JPMorgan Global Allocation's experienced roster of portfolio managers benefit from the firm's broad resources and sharp analytical tools to shrewdly navigate markets and nimbly implement views. The strategy's institutional, R4, R5, and R6 share classes receive Morningstar Analyst Ratings of Silver, while its A, C, R2, and R3 share classes receive Bronze ratings.
This strategy exercises flexibility across currencies, regions, asset classes, and credit qualities. Duration is unconstrained, and the team may hold up to 80% of the portfolio in cash. Jeff Geller, who has been the lead portfolio manager here since the strategy's inception, and his four comanagers begin by considering the firm's capital market assumptions combined with the output of their proprietary models.
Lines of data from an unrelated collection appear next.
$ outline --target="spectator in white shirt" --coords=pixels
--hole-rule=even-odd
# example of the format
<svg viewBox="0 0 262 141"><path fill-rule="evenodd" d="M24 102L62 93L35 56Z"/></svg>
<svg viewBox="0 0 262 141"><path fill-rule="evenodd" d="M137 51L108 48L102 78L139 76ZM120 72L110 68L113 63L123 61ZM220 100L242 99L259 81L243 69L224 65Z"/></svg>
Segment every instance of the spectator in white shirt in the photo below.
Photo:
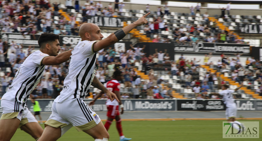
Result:
<svg viewBox="0 0 262 141"><path fill-rule="evenodd" d="M184 42L187 40L187 36L182 37L179 39L179 41L181 42Z"/></svg>
<svg viewBox="0 0 262 141"><path fill-rule="evenodd" d="M193 90L194 91L194 92L195 93L195 94L196 97L199 94L199 93L200 92L200 89L201 89L201 87L198 85L193 88Z"/></svg>
<svg viewBox="0 0 262 141"><path fill-rule="evenodd" d="M177 75L177 64L174 61L173 62L173 63L171 64L171 71L172 71L172 75Z"/></svg>
<svg viewBox="0 0 262 141"><path fill-rule="evenodd" d="M236 65L236 61L235 59L232 59L232 60L230 62L230 66L231 68L231 70L234 70L235 69L235 66Z"/></svg>
<svg viewBox="0 0 262 141"><path fill-rule="evenodd" d="M98 3L96 5L99 6L98 9L98 11L101 11L101 9L103 8L103 4L101 3L101 1L99 1Z"/></svg>
<svg viewBox="0 0 262 141"><path fill-rule="evenodd" d="M108 7L108 9L109 10L112 9L113 7L113 6L112 5L112 3L110 3L109 5L107 5L107 7Z"/></svg>
<svg viewBox="0 0 262 141"><path fill-rule="evenodd" d="M126 94L124 94L124 95L121 96L122 99L127 99L129 97L129 96L127 95Z"/></svg>
<svg viewBox="0 0 262 141"><path fill-rule="evenodd" d="M123 8L125 6L125 4L121 2L121 3L118 4L118 7L119 8L119 11L120 12L122 12L123 11Z"/></svg>
<svg viewBox="0 0 262 141"><path fill-rule="evenodd" d="M160 51L159 52L158 52L157 49L156 48L156 53L157 54L159 64L163 64L163 61L164 60L164 56L166 53L167 50L165 50L164 53L163 53L162 51Z"/></svg>
<svg viewBox="0 0 262 141"><path fill-rule="evenodd" d="M74 9L74 7L73 7L73 4L72 4L72 2L73 1L73 0L65 0L66 1L66 7L68 9Z"/></svg>
<svg viewBox="0 0 262 141"><path fill-rule="evenodd" d="M121 57L121 63L122 63L122 66L123 68L125 68L127 67L127 57L125 55L125 54L124 54L123 56Z"/></svg>
<svg viewBox="0 0 262 141"><path fill-rule="evenodd" d="M134 47L132 45L130 45L131 48L135 50L135 59L136 60L139 60L142 58L140 56L140 53L141 50L143 50L145 49L146 47L145 45L144 46L143 48L141 48L139 47L139 46L137 46L137 47Z"/></svg>
<svg viewBox="0 0 262 141"><path fill-rule="evenodd" d="M9 54L9 59L8 61L10 63L12 63L14 60L16 58L16 56L14 53L14 52L12 52L12 53Z"/></svg>
<svg viewBox="0 0 262 141"><path fill-rule="evenodd" d="M165 14L168 15L168 13L169 11L169 6L167 5L167 3L165 2Z"/></svg>
<svg viewBox="0 0 262 141"><path fill-rule="evenodd" d="M46 19L51 19L51 14L52 11L52 10L50 9L46 11Z"/></svg>
<svg viewBox="0 0 262 141"><path fill-rule="evenodd" d="M192 17L194 17L195 16L195 8L193 7L193 6L191 6L191 7L190 7L189 9L190 9L190 13L191 13L191 15Z"/></svg>
<svg viewBox="0 0 262 141"><path fill-rule="evenodd" d="M227 4L227 8L226 10L227 11L227 15L229 16L230 14L230 4L231 2L229 2Z"/></svg>

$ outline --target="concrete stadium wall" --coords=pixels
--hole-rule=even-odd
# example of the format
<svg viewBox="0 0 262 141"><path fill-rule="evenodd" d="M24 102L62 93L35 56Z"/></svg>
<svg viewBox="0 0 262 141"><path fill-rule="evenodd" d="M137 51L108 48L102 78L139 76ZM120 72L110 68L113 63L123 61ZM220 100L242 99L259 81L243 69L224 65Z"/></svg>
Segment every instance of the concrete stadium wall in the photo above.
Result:
<svg viewBox="0 0 262 141"><path fill-rule="evenodd" d="M80 1L80 5L84 5L86 1L81 0ZM103 1L101 1L101 3L103 4L103 7L107 7L107 5L110 2L109 2ZM53 2L55 1L58 2L57 0L51 0L50 2ZM94 1L94 2L96 1ZM114 1L112 1L112 2L113 7L114 7ZM62 1L62 4L64 4L65 1ZM130 2L125 2L125 6L124 7L125 9L132 10L145 10L146 5L146 4L138 4L135 3L131 3ZM73 4L74 5L74 4ZM157 7L161 5L150 5L150 10L151 10L156 11ZM187 7L179 7L170 6L170 12L174 12L179 13L189 13L190 11L189 8ZM162 9L163 10L163 9ZM200 9L201 14L204 14L205 12L207 12L208 14L211 16L213 16L215 15L220 15L221 13L221 10L218 8L205 8ZM261 15L262 9L231 9L230 10L230 14L232 15Z"/></svg>

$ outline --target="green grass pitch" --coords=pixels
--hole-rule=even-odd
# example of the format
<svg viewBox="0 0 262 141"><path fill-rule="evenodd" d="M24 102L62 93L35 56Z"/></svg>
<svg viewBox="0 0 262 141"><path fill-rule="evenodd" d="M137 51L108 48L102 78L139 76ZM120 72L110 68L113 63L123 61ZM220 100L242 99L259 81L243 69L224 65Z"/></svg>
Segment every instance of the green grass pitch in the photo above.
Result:
<svg viewBox="0 0 262 141"><path fill-rule="evenodd" d="M258 121L259 120L239 120ZM122 121L124 135L131 140L137 141L261 141L262 122L260 124L260 138L226 139L222 136L222 122L225 120L176 120ZM43 125L42 124L43 127ZM108 132L110 140L119 140L114 121ZM20 129L17 130L12 141L33 141L29 134ZM94 139L83 132L78 132L72 127L58 140L94 141Z"/></svg>

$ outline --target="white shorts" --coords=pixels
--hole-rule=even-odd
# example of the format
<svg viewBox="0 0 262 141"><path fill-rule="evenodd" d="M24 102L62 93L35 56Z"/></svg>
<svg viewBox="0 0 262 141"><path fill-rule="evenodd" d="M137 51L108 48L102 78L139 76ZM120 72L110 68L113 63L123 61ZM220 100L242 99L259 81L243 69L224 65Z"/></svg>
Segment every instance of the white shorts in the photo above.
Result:
<svg viewBox="0 0 262 141"><path fill-rule="evenodd" d="M1 104L3 113L0 120L16 117L21 121L19 128L28 122L38 123L28 108L23 107L19 102L3 99L1 101Z"/></svg>
<svg viewBox="0 0 262 141"><path fill-rule="evenodd" d="M54 102L52 114L45 124L61 128L61 136L73 126L79 132L89 129L101 121L98 115L81 98L62 103Z"/></svg>
<svg viewBox="0 0 262 141"><path fill-rule="evenodd" d="M226 109L226 118L227 119L237 117L237 106L234 106L227 107Z"/></svg>

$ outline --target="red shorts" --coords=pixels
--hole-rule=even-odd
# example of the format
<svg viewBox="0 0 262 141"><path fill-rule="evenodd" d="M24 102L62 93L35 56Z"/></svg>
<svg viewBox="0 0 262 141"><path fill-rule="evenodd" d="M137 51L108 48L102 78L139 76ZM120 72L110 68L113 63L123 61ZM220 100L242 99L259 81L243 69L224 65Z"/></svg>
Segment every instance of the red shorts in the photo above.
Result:
<svg viewBox="0 0 262 141"><path fill-rule="evenodd" d="M119 105L107 105L107 114L106 116L113 119L116 118L116 116L119 114Z"/></svg>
The portfolio managers then determine the appropriate asset exposures that reflect their views on relative value and implement those by allocating to underlying sleeves (15 as of April 2022) resourced from across the firm’s specialist teams (global equities, high-yield bonds, and so forth). Derivatives are often used to curate portfolio characteristics at a macro level.
As of April 2022, the portfolio held 59% in equity, with over half in U.S. large-capitalization equities and most of the remainder in international or emerging-markets equities. Tighter monetary policies as well as geopolitical uncertainties have shaped the broad fixed-income exposure, which represented 20% of the portfolio and included allocations to crossover credit, high yield, and income-focused debt. Over the prior year, the team chose to cut dedicated alternatives exposure, continued to use derivatives to manage broad market moves, and limited duration when possible.
Since the strategy's first full month of performance in June 2011 through May 2022, the institutional shares generated a 5.8% annualized return that outpaced the 5.6% return of its Morningstar Global Allocation TR USD category benchmark, the 5.3% of its custom bogy (a 60% MSCI ACWI/40% Bloomberg Global Aggregate combination), as well as the 3.7% of its global allocation Morningstar Category. A more aggressive risk posture and non-U.S. exposures weighed on year-to-date performance through May 2022, but since inception, this strategy has a history of navigating rough markets more often better than not.